11— a term borrowed from network engineering.
12
13This doc categorizes different formats, and shows how you handle them in YSH.
14
15YSH is meant for writing correct shell programs.
16
17<div id="toc">
18</div>
19
20## A Length Prefix
21
22[Netstrings][netstring] are a simple format defined by Daniel J Bernstein.
23
24 3:foo, # ASCII length, colon, byte string, comma
25
26[netstring]: https://en.wikipedia.org/wiki/Netstring
27
28This format is easy to implement, and efficient to read and write.
29
30But the encoded output may contain binary data, which isn't readable by a human
31using a terminal (or GUI). This is significant!
32
33---
34
35TODO: Implement `read --netstr` and `write --netstr`
36
37<!--
38Like [J8 Notation][], this format is "8-bit clean", but:
39
40- A netstring encoder is easier to write than a QSN encoder.

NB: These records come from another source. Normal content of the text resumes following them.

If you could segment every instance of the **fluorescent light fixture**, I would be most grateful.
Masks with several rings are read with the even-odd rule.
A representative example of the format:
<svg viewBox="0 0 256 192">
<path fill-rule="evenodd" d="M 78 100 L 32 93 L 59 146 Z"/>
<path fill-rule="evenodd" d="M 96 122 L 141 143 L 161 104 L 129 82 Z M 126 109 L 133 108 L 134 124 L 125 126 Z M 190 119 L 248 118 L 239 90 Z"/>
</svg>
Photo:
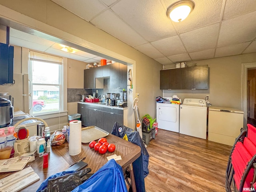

This may be
41 useful if you don't have a library handy.
42- It's more efficient to decode, in theory.
43-->
44
45## Solutions Using a Delimiter
46
47Now let's look at traditional Unix solutions, and their **problems**.
48
49### Fixed Delimiter: Newline or `NUL` byte
50
51In traditional Unix, newlines delimit "records". Here's how you read them in
52shell:
53
54 while IFS='' read -r; do # confusing idiom!
55 echo line=$REPLY
56 break # remaining bytes are still in the pipe
57 done
58
59YSH has a simpler idiom:
60
61 while read --raw-line { # unbuffered
62 echo line=$_reply
63 break # remaining bytes are still in the pipe
64 }
65
66Or you can read all lines:
67
68 for line in (io.stdin) { # buffered
69 echo line=$line
70 break # remaining bytes may be lost in a buffer
71 }
72
73**However**, in Unix, all of these strings may have newlines:
74
75- filenames
76- items in `argv`
77- values in `environ`
78
79---
80
81But these C-style strings can't contain the `NUL` byte, aka `\0`. So GNU tools
82have evolved support for another format:
83
84 find . -print0 # write data
85 xargs -0 # read data; also --null
86 grep -z # read data; also --null-data
87 sort -z # read data; also --zero-terminated
88 # (Why are all the names different?)
89
90In Oils, we added a `-0` flag to `read` to understands this:
91
92 $ find . -print0 | { read -0 x; echo $x; read -0 x; echo $x; }
93 foo # could contain newlines!
94 bar
95
96### Chosen Delimiter: Here docs and multipart MIME
97
98Shell has has here docs that look like this:
99
100 cat <<EOF
101 the string EOF
102 can't start a line
103 EOF
104
105So you **choose** the delimiter, with the "word" you write after `<<`.
106
107---
108
109Similarly, when your browser POSTs a form, it uses [MIME multipart message
110format](https://en.wikipedia.org/wiki/MIME#Multipart_messages):
111
112 MIME-Version: 1.0
113 Content-Type: multipart/mixed; boundary=frontier
114
115 This is a message with multiple parts in MIME format.
116 --frontier
117 Content-Type: text/plain
118
119 This is the body of the message.
120 --frontier
121
122So again, you **choose** a delimiter with `boundary=frontier`, and then you
123must recognize it later in the message.
124
125## C-Style `\` escaping allows arbitrary bytes
126
127[JSON][] can express strings with newlines:
128
129 "line 1 \n line 2"
130
131It can also express the zero code point, which isn't the same as NUL byte:
132
133 "zero code point \u0000"
134
135[J8 Notation][] is an extension of JSON that fixes this:
136
137 "NUL byte \y00"
138
139(We use `\y00` rather than `\x00`, because Python and JavaScript both confuse
140`\x00` with `U+0000`. The zero code point may be encoded as 2 or 4 `NUL`
141bytes.)
142
143[J8 Strings]: j8-notation.html
144[JSON]: $xref
145
146### Escaping-Based Records
147
148TSV files are based on delimiters, but they aren't very readable in a terminal.
149
150TODO
151
152So TSV8 offers and "aligned" format:
153
154 #.ssv8 flag desc type
155 type Str Str Str
156 --verbose "do it \t verbosely" bool
157 --count "count only" int
158
159So this format combines two strategies:
160
161- Delimiter-based for the **rows** / lines
162- Escaping-based for the **cells**
163
164## Conclusion
165
166Traditional shells mostly support newline-based records. YSH supports:
167
1681. Length-prefixed records
1691. Delimiter-based records
170 - fixed delimiter: newline or `NUL`
171 - chosen delimiter: TODO? with regex capture?
1721. Escaping-based records with [JSON][] and the [J8 Notation][] extension.
173 - But we avoid formats that are purely based on escaping.